With the help of Diaz de Vivar, Sancho successfully expanded his late father’s possessions and territory. During this time, Diaz de Vivar earned the title El Cid or in spanish, “The Champion.” Then in 1072, Sancho was assassinated. He had a gut feeling that it was Alfonso’s doing. Alfonso took over Sancho’s kingdom and possessions which out El Cid in a precarious position as he had to fought and crushed the forces of Alfonso in various battles. Backing El Cid, the Castilian nobility forced Alfonso to publicly swear in front of Santa Gadea Church and before God that he was not involved in his brother’s death.

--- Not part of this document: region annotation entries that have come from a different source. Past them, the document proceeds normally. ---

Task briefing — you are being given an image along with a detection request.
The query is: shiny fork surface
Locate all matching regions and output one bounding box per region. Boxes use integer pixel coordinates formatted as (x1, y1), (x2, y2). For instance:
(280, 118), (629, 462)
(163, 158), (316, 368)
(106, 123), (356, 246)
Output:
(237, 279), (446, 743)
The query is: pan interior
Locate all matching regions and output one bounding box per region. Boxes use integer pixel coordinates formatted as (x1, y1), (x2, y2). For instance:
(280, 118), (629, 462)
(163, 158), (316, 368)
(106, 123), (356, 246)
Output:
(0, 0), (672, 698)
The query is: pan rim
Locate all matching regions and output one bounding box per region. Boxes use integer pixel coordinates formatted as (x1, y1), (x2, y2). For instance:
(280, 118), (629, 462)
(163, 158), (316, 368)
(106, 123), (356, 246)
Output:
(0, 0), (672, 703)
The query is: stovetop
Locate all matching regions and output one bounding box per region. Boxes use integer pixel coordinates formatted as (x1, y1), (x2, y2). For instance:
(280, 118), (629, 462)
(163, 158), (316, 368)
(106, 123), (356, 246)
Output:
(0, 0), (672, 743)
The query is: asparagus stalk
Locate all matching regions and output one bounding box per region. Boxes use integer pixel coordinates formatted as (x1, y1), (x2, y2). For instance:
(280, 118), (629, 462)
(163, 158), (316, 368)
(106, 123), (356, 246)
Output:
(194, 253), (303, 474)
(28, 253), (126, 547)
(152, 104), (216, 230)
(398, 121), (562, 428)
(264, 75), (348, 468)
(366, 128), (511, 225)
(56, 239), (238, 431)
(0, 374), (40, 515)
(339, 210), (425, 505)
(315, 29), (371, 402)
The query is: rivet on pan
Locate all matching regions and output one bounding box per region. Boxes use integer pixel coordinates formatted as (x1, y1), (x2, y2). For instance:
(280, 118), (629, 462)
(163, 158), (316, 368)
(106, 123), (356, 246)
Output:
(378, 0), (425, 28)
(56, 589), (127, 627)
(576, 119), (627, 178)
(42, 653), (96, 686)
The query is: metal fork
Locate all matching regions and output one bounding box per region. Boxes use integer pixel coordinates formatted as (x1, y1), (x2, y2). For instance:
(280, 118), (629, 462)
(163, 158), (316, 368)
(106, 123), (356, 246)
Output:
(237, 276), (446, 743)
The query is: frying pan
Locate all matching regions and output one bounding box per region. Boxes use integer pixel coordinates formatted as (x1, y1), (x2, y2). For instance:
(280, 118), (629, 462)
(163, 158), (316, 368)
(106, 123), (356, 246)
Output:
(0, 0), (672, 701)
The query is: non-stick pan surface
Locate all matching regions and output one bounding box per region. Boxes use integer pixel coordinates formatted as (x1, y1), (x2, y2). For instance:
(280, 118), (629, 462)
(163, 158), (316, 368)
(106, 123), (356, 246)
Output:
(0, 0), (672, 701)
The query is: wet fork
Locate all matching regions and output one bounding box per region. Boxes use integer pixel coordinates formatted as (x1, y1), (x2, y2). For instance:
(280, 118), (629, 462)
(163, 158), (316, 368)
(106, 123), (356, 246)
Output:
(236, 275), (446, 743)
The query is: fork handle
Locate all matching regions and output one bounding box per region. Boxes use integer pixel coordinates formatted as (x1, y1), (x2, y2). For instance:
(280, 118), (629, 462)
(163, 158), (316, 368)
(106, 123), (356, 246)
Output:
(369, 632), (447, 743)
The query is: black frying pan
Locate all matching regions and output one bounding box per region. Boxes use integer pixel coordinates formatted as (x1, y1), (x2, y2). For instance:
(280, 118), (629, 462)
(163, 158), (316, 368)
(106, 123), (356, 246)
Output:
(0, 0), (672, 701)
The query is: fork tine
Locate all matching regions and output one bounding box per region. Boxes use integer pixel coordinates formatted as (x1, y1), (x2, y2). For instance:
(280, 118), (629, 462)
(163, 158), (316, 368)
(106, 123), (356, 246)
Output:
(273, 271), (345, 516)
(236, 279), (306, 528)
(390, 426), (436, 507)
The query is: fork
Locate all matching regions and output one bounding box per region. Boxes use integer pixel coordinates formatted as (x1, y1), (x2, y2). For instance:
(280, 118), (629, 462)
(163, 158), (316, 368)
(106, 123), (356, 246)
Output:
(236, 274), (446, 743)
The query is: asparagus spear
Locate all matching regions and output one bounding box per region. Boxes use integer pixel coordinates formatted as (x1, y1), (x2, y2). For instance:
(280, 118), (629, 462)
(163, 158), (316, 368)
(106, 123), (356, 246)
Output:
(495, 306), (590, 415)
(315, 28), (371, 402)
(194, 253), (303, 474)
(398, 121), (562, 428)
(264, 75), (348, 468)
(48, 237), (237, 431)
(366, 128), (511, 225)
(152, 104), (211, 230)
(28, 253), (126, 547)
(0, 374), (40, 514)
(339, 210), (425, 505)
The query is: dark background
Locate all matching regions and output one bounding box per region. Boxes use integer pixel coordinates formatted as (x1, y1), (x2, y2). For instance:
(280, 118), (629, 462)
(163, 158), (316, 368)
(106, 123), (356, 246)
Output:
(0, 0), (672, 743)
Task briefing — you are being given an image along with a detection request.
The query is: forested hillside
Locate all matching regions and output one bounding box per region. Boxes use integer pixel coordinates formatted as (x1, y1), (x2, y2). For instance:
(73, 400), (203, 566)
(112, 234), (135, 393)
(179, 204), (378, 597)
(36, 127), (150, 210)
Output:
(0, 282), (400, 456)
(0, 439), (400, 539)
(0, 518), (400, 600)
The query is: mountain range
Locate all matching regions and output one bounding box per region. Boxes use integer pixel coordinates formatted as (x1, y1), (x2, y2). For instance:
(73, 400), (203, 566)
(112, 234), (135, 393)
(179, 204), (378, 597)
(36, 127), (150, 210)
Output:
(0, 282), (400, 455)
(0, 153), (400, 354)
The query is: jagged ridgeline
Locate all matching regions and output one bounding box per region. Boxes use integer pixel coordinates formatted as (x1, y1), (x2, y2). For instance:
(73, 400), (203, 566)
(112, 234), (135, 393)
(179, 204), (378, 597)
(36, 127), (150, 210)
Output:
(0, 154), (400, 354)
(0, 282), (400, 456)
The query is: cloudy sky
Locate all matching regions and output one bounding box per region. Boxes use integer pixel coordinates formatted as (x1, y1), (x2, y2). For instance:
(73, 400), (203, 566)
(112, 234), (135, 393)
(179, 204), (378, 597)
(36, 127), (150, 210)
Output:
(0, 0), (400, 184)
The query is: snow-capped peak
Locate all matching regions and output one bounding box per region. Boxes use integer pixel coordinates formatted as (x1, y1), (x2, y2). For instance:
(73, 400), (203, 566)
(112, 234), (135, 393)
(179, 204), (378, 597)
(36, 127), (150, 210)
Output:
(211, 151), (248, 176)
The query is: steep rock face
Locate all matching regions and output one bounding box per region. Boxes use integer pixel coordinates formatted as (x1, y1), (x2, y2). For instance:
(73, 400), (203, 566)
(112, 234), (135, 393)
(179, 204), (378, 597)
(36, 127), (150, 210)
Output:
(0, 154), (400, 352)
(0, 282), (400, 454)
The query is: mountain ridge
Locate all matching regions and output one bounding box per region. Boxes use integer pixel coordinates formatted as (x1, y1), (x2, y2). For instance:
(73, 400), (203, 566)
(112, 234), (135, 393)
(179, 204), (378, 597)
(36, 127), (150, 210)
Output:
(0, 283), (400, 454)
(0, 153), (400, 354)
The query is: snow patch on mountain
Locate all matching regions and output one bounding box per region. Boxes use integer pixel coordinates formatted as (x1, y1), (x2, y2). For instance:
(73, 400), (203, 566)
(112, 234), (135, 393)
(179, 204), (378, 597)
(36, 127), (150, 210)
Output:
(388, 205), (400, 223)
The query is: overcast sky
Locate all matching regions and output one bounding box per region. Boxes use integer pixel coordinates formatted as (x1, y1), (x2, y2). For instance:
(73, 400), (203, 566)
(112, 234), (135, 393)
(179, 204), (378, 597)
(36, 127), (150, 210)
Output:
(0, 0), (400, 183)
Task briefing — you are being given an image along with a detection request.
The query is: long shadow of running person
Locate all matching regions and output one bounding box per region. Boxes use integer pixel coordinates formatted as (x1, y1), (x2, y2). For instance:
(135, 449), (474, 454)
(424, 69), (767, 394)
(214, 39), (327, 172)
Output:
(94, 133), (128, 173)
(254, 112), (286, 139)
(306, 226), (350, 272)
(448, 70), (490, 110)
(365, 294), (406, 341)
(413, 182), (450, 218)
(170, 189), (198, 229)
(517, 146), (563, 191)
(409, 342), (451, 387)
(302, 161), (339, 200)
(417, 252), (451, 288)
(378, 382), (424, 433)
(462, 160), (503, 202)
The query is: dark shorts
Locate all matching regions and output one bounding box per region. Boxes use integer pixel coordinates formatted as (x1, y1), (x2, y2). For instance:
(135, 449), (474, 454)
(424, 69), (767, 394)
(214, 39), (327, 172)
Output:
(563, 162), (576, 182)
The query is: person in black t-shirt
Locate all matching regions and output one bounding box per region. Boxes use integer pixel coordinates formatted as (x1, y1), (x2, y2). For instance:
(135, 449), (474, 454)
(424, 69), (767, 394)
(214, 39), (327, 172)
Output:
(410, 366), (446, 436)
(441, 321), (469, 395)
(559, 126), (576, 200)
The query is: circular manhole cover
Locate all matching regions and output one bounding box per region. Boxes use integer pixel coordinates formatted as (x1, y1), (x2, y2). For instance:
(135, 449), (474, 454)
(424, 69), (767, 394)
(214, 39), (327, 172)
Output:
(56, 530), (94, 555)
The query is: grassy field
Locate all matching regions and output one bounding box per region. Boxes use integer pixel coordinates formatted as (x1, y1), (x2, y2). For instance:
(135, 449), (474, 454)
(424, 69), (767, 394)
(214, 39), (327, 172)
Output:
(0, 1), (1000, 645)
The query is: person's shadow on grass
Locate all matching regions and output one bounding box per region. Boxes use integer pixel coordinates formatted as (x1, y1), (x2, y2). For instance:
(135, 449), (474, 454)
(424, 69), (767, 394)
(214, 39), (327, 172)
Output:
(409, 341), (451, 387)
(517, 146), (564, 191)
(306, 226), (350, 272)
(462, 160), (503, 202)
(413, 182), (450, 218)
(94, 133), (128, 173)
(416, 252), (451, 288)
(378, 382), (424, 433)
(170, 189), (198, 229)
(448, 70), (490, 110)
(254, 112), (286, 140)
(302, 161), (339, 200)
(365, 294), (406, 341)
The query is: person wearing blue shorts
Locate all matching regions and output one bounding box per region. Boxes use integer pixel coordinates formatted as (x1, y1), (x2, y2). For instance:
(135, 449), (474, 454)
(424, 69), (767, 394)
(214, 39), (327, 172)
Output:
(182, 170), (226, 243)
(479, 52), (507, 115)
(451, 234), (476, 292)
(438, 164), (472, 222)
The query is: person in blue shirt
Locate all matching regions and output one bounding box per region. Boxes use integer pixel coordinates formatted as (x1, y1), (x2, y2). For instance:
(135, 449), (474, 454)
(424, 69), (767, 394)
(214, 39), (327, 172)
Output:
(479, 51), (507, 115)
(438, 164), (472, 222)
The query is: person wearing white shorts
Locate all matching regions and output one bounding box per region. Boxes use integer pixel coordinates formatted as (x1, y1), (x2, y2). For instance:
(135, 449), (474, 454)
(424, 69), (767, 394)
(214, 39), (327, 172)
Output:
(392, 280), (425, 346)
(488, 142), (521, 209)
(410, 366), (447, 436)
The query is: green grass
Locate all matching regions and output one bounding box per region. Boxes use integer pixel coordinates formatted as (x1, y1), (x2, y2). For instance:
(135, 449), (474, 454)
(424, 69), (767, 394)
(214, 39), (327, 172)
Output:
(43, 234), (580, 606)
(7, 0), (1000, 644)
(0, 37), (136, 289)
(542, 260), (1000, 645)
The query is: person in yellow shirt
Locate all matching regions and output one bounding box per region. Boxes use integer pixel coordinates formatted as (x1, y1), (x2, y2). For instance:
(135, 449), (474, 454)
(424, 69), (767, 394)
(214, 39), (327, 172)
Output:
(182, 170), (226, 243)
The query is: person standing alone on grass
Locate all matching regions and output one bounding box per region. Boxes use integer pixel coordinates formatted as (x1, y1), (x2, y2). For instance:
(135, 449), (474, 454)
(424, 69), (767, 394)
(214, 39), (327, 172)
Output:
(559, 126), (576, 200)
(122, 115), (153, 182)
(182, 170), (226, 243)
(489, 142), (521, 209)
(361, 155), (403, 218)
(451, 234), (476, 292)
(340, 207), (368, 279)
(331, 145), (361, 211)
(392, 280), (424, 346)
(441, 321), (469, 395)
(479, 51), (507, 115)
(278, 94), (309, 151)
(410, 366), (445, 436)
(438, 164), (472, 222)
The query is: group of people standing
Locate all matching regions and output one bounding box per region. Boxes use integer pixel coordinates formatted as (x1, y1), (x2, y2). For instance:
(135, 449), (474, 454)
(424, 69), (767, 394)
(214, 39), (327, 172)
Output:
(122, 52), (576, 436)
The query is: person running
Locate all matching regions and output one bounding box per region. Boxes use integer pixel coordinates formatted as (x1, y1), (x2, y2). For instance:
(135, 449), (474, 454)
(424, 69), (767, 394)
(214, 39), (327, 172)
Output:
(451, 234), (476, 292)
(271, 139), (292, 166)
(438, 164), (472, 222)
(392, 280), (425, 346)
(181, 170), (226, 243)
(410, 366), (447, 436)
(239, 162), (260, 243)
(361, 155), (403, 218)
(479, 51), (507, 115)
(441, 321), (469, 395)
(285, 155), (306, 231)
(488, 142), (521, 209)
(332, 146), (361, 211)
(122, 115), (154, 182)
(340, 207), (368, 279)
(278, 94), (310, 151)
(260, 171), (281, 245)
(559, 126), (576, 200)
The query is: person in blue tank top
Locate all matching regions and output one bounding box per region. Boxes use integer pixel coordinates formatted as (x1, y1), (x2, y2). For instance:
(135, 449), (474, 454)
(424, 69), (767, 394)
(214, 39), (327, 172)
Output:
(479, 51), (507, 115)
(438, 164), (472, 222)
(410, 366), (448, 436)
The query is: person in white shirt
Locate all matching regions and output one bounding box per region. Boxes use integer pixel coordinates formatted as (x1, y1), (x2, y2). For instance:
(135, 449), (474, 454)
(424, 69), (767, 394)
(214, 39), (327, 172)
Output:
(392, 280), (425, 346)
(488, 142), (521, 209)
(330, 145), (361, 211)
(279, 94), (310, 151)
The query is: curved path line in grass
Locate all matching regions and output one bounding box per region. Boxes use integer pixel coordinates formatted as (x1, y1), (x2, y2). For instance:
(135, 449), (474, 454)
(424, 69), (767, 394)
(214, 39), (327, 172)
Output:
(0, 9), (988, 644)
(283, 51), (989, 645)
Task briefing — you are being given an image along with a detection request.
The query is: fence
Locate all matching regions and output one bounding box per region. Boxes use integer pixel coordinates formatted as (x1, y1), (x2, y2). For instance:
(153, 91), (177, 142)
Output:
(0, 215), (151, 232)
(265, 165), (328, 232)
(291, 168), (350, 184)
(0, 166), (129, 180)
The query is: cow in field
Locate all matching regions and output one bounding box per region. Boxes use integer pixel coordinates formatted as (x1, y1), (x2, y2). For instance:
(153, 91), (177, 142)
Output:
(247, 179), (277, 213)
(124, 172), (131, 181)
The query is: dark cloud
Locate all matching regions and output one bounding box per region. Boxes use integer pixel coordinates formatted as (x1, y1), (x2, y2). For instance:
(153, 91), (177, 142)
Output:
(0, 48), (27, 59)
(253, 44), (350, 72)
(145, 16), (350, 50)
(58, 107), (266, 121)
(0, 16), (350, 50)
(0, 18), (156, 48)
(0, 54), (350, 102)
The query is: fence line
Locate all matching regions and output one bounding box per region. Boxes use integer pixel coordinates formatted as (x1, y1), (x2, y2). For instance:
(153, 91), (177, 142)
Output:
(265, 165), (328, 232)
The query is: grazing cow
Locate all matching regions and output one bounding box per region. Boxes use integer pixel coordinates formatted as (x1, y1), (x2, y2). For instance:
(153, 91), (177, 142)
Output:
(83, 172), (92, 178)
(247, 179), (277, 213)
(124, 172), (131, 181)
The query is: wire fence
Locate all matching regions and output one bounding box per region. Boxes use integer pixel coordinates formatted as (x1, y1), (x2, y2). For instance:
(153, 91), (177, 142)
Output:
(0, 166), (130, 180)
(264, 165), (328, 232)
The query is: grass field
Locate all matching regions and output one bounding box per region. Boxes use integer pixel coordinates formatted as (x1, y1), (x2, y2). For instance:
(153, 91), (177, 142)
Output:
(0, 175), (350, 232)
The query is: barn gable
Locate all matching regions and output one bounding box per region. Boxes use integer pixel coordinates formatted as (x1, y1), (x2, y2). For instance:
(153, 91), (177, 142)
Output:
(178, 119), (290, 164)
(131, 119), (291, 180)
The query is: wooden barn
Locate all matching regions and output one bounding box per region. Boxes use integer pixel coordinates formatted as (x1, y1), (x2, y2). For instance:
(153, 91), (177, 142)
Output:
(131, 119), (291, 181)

El Cid worked under Alfonso until 1079, when El Cid made an unauthorized expedition in the Battle of Cabra, which angered Alfonso. Or perhaps Alfonso had some personal grudge against El Cid for accusing him of his brother’s death. Whatever it was, Alfonso exiled El Cid, who then found acceptance among his former Muslim enemies in Zaragoza. He served as a leader of Muslim troops and there fought battles over lines of succession among Muslim rulers. We did say it was a chaotic time, didn’t we?

Final Charge

The forces of Alfonso experienced defeat after defeat at the hands of the Moors finally compelling Alfonso to beg for El Cid’s return to the said of Catholic Spain. El Cid did not remain long in the court of Alfonso and instead raised his own army of Spanish Christians and Muslim Moors with the intent of conquering a kingdom for himself in Valencia.  As a result of his fame and reputation, fighting men flocked to his banners. El Cid’s army fought its way through Barcelona and the towns of El Puig and Quart de Poblet on the march to Valencia.  The Christians of this city hearing that El Cid was marching to liberate them revolted against their Muslim rulers. El Cid arrived to lay siege to a city in the midst of an internal uprising.  We did say things were chaotic, right?  After seven months the city finally surrendered to El Cid who was now the ruler of Valencia supposedly under the authority of Alfonso who he was supposedly serving, but El Cid governed this city independently for the most part.  In a country tearing itself apart in a religious war, Valencia’s population and the army was comprised of both Christians and Muslims whose loyalties were to him rather than King Alfonso.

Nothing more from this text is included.